As I listened, I blushed with embarrassment. I was bad. The sportscasts sounded scripted and rehearsed because . . . well, they were scripted and rehearsed. Yikes.

If you want to sound natural and conversational instead of stilted and rehearsed, these tips are for you!

1. Avoid a radio voice

You should sound the same on-air as off. Many times when people change their voice to sound more professional on the mike, they end up sounding like a caricature of a broadcaster.

Talk like you. If you’re not sure what your conversational voice sounds like, record yourself in a phone conversation. Study it and strive to be that comfortable when you’re on the air.

2. Use natural word choices

Don’t try to sound smarter or more formal just because you’re on the air.

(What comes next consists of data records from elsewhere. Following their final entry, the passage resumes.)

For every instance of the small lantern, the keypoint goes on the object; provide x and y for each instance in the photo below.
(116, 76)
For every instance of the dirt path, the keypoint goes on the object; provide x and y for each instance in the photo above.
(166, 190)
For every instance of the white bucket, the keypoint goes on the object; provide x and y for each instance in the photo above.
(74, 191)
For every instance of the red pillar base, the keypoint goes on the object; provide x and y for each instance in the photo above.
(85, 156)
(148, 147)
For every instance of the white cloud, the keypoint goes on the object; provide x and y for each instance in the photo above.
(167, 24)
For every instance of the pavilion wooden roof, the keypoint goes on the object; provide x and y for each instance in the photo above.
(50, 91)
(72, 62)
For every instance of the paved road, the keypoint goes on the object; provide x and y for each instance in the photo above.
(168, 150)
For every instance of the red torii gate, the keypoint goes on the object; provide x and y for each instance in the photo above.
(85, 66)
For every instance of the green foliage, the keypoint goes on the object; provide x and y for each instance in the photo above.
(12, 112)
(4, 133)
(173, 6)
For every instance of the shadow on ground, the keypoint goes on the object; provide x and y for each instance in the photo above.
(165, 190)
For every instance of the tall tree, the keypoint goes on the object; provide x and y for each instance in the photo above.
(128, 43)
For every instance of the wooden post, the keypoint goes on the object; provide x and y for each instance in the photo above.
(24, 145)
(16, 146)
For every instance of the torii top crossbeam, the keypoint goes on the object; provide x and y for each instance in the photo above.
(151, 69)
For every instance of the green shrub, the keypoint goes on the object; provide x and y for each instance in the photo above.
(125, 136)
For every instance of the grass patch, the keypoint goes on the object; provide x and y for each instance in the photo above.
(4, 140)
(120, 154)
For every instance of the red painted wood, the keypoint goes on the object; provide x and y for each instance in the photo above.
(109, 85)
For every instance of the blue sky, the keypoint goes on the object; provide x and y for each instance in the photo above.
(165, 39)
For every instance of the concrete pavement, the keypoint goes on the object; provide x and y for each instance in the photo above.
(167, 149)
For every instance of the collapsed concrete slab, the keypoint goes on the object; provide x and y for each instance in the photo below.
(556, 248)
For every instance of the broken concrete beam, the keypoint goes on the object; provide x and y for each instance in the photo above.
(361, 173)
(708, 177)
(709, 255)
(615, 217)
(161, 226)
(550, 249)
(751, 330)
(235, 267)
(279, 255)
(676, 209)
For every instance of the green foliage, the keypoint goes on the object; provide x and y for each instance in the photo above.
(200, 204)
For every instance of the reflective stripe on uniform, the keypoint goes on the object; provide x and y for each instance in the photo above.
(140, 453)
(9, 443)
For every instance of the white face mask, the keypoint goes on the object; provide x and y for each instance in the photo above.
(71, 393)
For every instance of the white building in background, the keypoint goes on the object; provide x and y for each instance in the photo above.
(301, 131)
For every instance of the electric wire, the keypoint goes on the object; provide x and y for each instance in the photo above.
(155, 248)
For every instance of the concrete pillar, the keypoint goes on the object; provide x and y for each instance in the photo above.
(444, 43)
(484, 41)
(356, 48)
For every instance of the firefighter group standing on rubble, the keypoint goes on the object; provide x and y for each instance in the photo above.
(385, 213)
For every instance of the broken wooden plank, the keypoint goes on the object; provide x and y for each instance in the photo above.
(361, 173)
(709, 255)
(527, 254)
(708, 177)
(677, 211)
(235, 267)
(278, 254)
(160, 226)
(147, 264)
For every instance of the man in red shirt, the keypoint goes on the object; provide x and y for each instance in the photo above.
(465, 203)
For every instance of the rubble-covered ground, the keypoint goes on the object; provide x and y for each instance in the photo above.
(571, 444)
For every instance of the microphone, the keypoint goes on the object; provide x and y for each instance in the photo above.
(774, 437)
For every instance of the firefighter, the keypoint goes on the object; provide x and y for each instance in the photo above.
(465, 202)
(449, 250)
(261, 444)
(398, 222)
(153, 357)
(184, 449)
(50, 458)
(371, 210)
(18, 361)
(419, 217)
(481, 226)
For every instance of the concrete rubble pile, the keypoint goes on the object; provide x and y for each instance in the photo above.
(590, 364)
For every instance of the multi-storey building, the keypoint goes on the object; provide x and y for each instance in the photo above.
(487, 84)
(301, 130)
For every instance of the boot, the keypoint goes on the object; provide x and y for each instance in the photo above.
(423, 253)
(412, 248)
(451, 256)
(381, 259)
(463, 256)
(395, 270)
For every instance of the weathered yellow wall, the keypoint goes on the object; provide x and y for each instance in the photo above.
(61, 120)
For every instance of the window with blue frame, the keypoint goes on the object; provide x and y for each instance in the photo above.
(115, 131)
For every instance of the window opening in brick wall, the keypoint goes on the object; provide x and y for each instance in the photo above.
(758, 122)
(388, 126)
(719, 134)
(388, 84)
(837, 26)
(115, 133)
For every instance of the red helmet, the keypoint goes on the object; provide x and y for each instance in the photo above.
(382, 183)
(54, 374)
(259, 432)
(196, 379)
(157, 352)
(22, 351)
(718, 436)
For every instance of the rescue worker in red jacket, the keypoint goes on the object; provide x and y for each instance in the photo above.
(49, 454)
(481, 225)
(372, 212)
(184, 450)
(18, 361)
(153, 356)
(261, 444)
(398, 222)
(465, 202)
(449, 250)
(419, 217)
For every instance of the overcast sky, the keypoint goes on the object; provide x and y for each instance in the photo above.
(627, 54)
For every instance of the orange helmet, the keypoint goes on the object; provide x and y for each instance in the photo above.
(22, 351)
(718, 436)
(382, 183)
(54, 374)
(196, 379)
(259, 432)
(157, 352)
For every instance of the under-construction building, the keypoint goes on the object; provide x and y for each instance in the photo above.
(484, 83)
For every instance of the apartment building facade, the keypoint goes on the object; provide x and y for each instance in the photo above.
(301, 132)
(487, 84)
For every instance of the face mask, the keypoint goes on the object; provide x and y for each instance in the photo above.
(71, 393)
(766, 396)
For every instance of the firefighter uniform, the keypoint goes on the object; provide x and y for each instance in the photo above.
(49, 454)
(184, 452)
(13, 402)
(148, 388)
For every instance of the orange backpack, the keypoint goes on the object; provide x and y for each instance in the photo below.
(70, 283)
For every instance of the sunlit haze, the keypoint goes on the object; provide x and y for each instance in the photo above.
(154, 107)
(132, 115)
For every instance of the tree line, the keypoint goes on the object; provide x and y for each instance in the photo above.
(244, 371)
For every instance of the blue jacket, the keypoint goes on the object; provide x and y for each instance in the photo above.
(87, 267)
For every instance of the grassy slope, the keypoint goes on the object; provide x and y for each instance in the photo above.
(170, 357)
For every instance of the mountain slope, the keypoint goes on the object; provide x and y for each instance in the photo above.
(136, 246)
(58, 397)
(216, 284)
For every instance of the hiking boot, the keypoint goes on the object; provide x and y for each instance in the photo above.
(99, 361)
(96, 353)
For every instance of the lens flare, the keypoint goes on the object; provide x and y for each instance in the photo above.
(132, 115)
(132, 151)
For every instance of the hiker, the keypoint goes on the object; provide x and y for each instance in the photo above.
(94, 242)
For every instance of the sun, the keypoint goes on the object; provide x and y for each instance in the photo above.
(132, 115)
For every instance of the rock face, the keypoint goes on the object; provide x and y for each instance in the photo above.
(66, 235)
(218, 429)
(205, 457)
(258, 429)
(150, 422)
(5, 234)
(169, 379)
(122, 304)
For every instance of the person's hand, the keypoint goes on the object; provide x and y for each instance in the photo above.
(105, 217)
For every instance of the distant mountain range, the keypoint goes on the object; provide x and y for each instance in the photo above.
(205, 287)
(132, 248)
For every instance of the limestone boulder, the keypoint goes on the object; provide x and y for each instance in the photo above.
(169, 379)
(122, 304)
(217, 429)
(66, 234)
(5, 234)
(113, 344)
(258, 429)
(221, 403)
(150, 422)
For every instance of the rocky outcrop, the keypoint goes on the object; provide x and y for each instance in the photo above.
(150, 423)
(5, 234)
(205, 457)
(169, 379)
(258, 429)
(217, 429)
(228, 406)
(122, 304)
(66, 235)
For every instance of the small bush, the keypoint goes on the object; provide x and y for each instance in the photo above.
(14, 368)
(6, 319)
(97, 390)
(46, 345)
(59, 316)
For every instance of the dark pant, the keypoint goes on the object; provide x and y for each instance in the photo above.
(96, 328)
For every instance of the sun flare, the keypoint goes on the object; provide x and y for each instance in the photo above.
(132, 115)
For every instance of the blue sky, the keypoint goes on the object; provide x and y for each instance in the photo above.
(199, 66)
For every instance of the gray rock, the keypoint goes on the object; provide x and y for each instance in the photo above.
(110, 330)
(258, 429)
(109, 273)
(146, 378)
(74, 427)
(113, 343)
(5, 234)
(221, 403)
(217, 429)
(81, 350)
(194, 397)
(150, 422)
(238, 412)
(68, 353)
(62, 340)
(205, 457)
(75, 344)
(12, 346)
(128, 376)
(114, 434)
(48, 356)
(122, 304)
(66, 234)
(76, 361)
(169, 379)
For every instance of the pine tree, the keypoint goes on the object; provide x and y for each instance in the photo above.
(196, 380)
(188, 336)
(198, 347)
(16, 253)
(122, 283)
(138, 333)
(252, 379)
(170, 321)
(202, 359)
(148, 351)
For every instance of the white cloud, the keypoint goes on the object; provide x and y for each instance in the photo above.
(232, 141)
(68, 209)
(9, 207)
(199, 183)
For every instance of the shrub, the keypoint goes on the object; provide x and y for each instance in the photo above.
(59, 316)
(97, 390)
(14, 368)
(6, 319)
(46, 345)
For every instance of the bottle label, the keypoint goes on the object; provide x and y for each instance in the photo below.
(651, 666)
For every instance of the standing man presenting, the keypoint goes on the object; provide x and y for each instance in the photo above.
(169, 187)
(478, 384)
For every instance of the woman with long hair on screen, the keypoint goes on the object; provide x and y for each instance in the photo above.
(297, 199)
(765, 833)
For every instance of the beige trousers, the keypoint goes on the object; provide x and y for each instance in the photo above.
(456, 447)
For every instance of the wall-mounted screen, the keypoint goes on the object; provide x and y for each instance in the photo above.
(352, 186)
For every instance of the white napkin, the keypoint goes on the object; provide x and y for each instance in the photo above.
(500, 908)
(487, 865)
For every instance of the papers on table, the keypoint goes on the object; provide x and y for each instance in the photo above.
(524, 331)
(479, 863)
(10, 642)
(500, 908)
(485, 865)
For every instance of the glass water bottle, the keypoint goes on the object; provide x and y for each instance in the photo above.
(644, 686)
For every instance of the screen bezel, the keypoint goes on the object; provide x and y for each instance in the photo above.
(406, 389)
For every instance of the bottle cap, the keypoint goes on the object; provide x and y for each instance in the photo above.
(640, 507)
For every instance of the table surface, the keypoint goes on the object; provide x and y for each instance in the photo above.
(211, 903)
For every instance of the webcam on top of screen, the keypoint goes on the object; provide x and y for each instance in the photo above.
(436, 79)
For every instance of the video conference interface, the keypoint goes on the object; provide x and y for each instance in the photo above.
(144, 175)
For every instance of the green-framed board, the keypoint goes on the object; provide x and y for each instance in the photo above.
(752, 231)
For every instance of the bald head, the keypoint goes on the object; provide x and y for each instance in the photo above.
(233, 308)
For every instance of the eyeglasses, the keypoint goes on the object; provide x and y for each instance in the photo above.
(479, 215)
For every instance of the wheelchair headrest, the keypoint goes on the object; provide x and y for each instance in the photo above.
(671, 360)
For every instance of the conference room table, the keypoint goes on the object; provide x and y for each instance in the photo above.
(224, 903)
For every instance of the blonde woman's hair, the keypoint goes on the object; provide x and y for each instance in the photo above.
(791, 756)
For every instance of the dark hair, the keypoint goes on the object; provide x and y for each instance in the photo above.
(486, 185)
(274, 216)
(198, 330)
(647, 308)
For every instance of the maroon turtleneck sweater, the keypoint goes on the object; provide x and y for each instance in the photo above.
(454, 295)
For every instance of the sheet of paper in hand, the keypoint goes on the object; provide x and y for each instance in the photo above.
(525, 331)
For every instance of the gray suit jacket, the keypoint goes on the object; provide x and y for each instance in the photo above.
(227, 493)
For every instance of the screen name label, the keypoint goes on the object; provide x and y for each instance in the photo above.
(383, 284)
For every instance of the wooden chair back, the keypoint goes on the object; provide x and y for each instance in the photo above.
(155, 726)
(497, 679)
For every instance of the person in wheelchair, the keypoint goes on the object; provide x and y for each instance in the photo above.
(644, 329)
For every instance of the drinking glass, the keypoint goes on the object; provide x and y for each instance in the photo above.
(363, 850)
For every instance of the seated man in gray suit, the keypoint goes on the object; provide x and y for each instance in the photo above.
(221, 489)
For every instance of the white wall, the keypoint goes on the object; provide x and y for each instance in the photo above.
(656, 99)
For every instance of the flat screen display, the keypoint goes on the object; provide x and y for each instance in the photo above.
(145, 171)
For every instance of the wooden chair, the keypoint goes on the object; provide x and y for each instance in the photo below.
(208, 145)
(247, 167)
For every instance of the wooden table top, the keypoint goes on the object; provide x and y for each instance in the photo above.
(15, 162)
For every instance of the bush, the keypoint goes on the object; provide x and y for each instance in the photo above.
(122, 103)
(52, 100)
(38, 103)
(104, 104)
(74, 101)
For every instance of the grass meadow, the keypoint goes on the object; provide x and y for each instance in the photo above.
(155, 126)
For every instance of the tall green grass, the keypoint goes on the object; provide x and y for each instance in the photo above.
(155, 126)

Avoid unnatural vocabulary. For example, you are unlikely to tell a friend that one team defeated another. Instead you would say they beat them, ripped them or smoked them.

Don’t use unnatural vocabulary.

3. Pre-read your script

Read sportscasts or scripted sports talk monologues out loud to yourself, then make edits where the words don’t feel or sound natural.

4. Listen to yourself

When you are on the air, don’t talk without listening to what you are saying. Often times, you will open the door for yourself to make a funny quip or otherwise deviate from your script or train of thought.

Spontaneity makes you sound conversational.

When you finish the spontaneous comment, return to the script. It’s like being on the freeway. You can get off here and there. Just be sure to get back on so you eventually reach your destination.

Please excuse me now. I’m going to go crush my old demo cassettes.

1 Comment. Leave new

  • #1 on the list is truly #1. You know you’ve arrived (as a radio person) when you’re talking with someone in a restaurant or in the grocery store aisle or somewhere else in public and someone walking by pauses for a moment because they recognize the voice but they’re trying to figure out who it is…or better yet, they walk up and introduce themself.